Year-on-year, private consumption grew 6.7 percent (5.4 percent in Q2); and public spending increased 4.1 percent (3.2 percent in Q2). By contrast, gross fixed capital formation contracted for the first time since the second quarter of 2016 by 1.7 percent, following a 7.2 percent growth in the previous period. Within fixed investment, expenditure on machinery, equipment and intellectual property products decreased 6 percent, as against the increase of 4.7 percent in Q2. Exports of goods went up 5.5 percent, the same pace as in Q2, and imports jumped 6.1 percent, also the same as in Q2. Exports of services advanced 3.7 percent (2.6 percent in Q2) and imports increased at a slower 1.5 percent (3.7 percent in Q2).
On a quarterly basis, the GDP advanced 0.5 percent, following an upwardly revised 1.1 percent expansion in the previous period.
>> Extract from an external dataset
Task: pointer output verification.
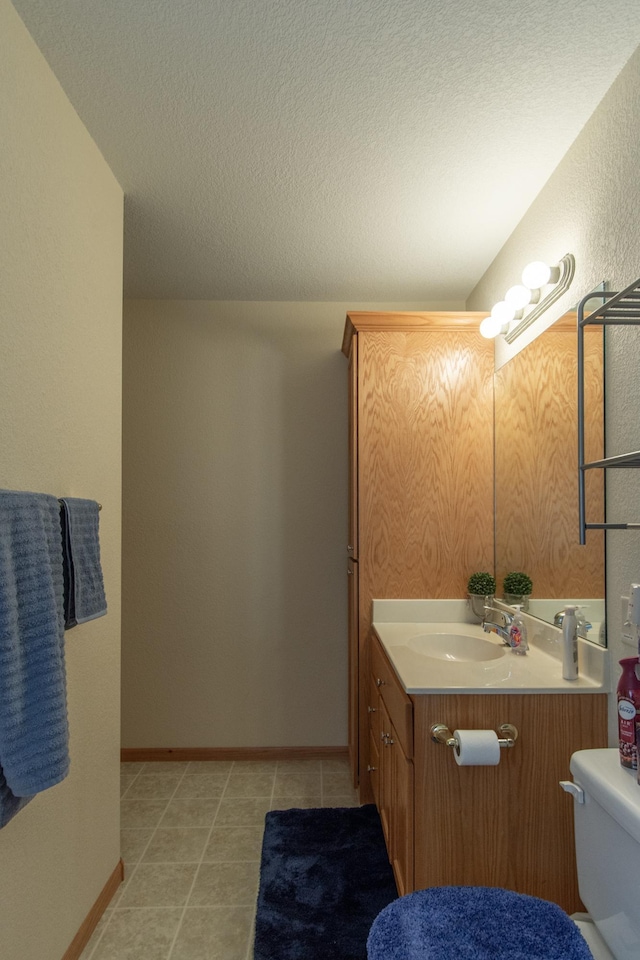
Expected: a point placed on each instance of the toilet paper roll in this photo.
(476, 748)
Private consumption grew 2.4 percent (2.1 percent in Q2) and government spending went up 1.5 percent (1.1 percent in Q2). Meanwhile, exports of goods rose 0.7 percent (-0.9 percent in Q2) and imports increased 1.9 percent (-0.3 percent in Q2). Exports of services jumped 2.8 percent (-1 percent in Q2) while imports shrank 2.3 percent (1.8 percent in Q2).
The robust quarterly performance prompted Hong Kong's statistics office to revise its full-year GDP forecast from a range of 3-4 percent to 3.7 percent in 2017.